A infância em Minas Gerais atiça umas vontades curiosas nas crianças que acabam se tornando estranhos hábitos durante a adolescência. Eu digo isso não apenas por ter crescido no interior de minas e conhecer de dentro de mim mesmo estes faniquitos, mas principalmente por observar um bocado de amigos que assim também o são. O menino que cresce em minas vai levando a vida numa toada boa de lenta, ao ritmo da bicicleta, do cavalo pangaré, da bola. Mas há nisso tudo uma pressa curiosa que anda na espreita, anda por baixo dos panos, por baixo das saias. O amor florece cedo nas Minas Gerais. E tudo é num segundo. O garoto aprende desde o princípio que há o momento certo de todas as coisas, não adianta deixar pra depois o que só pode ser sentido no agora, é colocar a coisa no lugar certo e na hora certa. Eu trouxe comigo para a vida adulta essa noção de que há questões que não podem ser adiadas, assim como há questões que precisam ser adiadas para que possam ser verdadeiramente desfrutadas. Seria esta então a principal instrução dos amantes. No dia em que completei 17 anos fui até uma livraria para escolher meu presente. Desde os 15 anos cultivo o hábito de me presentear no meu aniversário. Comprei dois livros, entre eles O Estrangeiro de Albert Camus. Não entendo com precisão o motivo, mas a leitura deste livro me remeteu o tempo todo à infância. Talvez pelo fato de eu ter sido realmente um estrangeiro em minha própria terra enquanto criança, é minha hitpótese favorita. Eu sofri lendo Camus, a cada frase eu pensava "que filha da puta este escritor, vai derramando esta sua depressão em cima dos leitores tal qual se espalha uma epidemia de tristeza". Eu realmente sofri lendo Camus, mas li o livro todo em dois dias, dois pequenos intervalos, sendo um para dormir e outro para tomar um café forte. Ao fim das primeiras cinco páginas, mesmo amargurado eu já tinha a clareza sobre como deveria ler aquele livro. Não havia escolha, ou iria até o final ou não nunca mais o leria de novo. Como era presente de aniversário comprado com meu própdio dinheiro eu não hesitei.

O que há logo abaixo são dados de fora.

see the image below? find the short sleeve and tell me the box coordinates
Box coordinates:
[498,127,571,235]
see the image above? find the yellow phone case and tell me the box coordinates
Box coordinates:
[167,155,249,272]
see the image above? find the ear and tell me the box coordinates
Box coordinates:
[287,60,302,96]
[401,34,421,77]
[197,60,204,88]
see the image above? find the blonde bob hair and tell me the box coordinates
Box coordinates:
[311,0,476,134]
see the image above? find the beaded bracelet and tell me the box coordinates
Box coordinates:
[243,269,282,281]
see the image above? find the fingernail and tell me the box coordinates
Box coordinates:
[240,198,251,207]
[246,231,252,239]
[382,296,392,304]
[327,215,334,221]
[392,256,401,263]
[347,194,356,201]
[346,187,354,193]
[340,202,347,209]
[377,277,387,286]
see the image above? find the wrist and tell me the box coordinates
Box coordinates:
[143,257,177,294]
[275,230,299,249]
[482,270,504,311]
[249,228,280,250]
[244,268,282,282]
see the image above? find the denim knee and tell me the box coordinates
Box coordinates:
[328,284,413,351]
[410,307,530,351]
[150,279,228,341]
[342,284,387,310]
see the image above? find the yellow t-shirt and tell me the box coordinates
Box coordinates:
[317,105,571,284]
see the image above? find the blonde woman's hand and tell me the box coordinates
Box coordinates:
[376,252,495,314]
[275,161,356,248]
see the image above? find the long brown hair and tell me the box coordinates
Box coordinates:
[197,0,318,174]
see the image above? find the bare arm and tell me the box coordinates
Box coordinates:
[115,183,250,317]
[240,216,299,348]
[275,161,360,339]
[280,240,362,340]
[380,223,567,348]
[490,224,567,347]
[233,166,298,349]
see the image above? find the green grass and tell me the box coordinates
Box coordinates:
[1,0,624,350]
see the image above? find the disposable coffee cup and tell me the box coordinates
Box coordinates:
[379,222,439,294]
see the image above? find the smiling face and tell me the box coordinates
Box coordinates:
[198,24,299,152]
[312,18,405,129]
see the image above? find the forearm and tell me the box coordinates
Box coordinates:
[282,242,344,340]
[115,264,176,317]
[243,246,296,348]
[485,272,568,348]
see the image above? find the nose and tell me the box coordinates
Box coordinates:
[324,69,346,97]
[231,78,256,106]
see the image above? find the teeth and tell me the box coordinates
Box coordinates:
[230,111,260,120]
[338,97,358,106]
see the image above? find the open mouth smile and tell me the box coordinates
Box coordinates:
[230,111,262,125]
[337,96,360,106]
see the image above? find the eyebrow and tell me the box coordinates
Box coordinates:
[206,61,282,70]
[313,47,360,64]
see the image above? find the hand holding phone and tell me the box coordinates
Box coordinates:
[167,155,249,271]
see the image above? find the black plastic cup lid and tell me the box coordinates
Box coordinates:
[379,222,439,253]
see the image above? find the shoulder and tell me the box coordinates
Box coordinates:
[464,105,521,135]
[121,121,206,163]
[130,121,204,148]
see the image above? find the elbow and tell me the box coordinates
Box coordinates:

Dias antes minha professora de literatura, Elizabeth, havia explicado o conceito de catarse. Eu só pensava na tal da catarse enquanto lia Camus. Era a metáfora da minha infância, adolescência talvez. A lição de não perder o clímax estava posta à prova.
Hoje fui passear pelo Montmartre, um lindo bairro de Paris, famoso por ter abrigado grandes artistas como Dali e Goya. Eram nove da noite e o sol começava a se pôr quando a escadaria da catedral Sacre Coeur ficou tal qual um formigueiro. Era chinês, francês, travestis brasileiros, lésbicas húngaras e mais um monte de gente que é difícil de saber de onde vem. Fiquei ali sentadinho olhando para a cidade, do alto da colina de Montmartre. Lembrei de Camus, que era francês. Lembrei de minas, pensei no que tem sido a minha vida e me senti um estrangeiro.